The recent hoo-haa over Apple and back tax which the European Commission says should be paid to the tune of £11 billion is a strange twist on what is now a very familiar theme. Rich or corporate tax avoiders can often enlist support from governments who may have very understandable reasons for seeking their business, and the Irish government’s wish to protect jobs and investment in Cork and elsewhere is a particularly striking example. But behind such cases, and the issues of inequality in general, there lies a deeper problem. Simply, tax is difficult psychologically and always has been. It’s easier to persuade people to accept paying the provider directly for a product or service than paying taxes, which even if they are being spent on services everyone agrees are important or indeed essential to their lives, nevertheless are being paid at a distance from those services. Even if the ‘private’ provider is a large corporation (or, for that matter, a state-owned enterprise) its employees are charging people directly or invoicing them on forms with the corporation logo detailing a specific sale and the charge for the product or service concerned. Governments do not invoice people directly for their tax to cover specific functions which they have carried out, so the connection remains more distant.

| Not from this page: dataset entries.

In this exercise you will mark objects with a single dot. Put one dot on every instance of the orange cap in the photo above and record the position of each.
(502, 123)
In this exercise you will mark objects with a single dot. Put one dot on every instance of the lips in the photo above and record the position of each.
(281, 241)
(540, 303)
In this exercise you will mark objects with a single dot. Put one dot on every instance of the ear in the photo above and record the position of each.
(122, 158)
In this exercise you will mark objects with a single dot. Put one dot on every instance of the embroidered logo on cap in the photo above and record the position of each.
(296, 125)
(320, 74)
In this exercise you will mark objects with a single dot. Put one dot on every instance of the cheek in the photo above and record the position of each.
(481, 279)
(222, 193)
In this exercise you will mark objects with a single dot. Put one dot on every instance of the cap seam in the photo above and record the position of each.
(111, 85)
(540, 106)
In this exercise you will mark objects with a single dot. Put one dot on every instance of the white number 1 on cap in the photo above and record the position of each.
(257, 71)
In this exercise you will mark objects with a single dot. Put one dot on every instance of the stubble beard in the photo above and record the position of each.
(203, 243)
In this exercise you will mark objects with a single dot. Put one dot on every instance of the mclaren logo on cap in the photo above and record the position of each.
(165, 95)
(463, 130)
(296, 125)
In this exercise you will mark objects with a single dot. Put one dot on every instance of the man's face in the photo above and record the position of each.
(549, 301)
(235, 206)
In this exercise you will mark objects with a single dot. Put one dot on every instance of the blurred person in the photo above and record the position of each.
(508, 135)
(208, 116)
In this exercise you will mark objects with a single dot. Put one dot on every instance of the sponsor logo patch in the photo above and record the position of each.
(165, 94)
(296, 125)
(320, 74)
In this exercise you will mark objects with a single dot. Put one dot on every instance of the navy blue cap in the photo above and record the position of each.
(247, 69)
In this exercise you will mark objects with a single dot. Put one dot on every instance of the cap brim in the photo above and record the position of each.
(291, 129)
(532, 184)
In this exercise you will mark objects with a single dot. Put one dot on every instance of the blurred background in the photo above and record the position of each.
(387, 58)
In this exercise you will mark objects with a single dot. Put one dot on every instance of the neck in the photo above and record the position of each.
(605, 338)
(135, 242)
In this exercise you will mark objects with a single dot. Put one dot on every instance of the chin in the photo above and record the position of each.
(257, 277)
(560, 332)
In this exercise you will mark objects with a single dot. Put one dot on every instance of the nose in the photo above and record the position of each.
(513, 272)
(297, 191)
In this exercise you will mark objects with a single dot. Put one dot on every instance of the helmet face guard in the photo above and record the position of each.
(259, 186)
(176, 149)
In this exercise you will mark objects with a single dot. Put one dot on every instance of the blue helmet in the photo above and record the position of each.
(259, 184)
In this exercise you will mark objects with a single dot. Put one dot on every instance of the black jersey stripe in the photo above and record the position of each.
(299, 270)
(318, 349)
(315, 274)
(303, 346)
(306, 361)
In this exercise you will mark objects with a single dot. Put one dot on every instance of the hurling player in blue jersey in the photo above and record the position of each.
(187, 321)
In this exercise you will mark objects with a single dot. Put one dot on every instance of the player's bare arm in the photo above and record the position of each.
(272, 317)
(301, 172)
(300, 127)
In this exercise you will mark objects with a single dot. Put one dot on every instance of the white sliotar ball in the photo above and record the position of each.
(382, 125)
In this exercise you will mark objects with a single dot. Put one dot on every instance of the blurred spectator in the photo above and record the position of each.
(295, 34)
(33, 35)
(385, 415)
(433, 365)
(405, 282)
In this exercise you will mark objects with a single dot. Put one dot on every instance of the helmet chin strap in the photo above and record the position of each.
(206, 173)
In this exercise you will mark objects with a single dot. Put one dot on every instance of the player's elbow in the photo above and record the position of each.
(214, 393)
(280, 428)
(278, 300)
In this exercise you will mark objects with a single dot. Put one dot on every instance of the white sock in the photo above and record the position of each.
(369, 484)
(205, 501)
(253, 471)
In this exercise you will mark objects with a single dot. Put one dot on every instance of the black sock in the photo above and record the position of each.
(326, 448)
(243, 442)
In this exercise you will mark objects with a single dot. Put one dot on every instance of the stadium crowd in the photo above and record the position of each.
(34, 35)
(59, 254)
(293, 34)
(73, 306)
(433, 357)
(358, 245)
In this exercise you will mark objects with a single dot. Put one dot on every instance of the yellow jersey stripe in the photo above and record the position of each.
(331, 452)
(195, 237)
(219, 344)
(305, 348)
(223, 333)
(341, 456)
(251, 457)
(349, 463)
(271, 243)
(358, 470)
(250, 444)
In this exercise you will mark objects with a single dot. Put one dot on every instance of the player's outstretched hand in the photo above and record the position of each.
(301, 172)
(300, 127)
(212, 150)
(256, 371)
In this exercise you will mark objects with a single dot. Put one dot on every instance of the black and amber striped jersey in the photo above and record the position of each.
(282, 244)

Here is a practical detail which needs to be addressed, but to my knowledge has not been, by philosophers who talk of the ‘good life’ as being social and communal, sometimes citing the Aristotelian tradition. The complexity of modern living and technology ensures that even small countries or communities are both more complicated and more interconnected with the outside world than would have been in earlier times, even the seafaring classical Greeks. With that comes a host of items ranging from nursery education to social care for the elderly and disabled, which the philosophical argument would certainly count as relevant for the ‘good life’, that are liable to end up either as paid for out of taxation at national or local level or else left to private operators in a competitive market. The philosophical argument will rightly point to problems, for instance of unequal or patchy provision, which can be expected if provision is left to commercial contractors, but they still need to address the psychological problem of paying for them through taxes.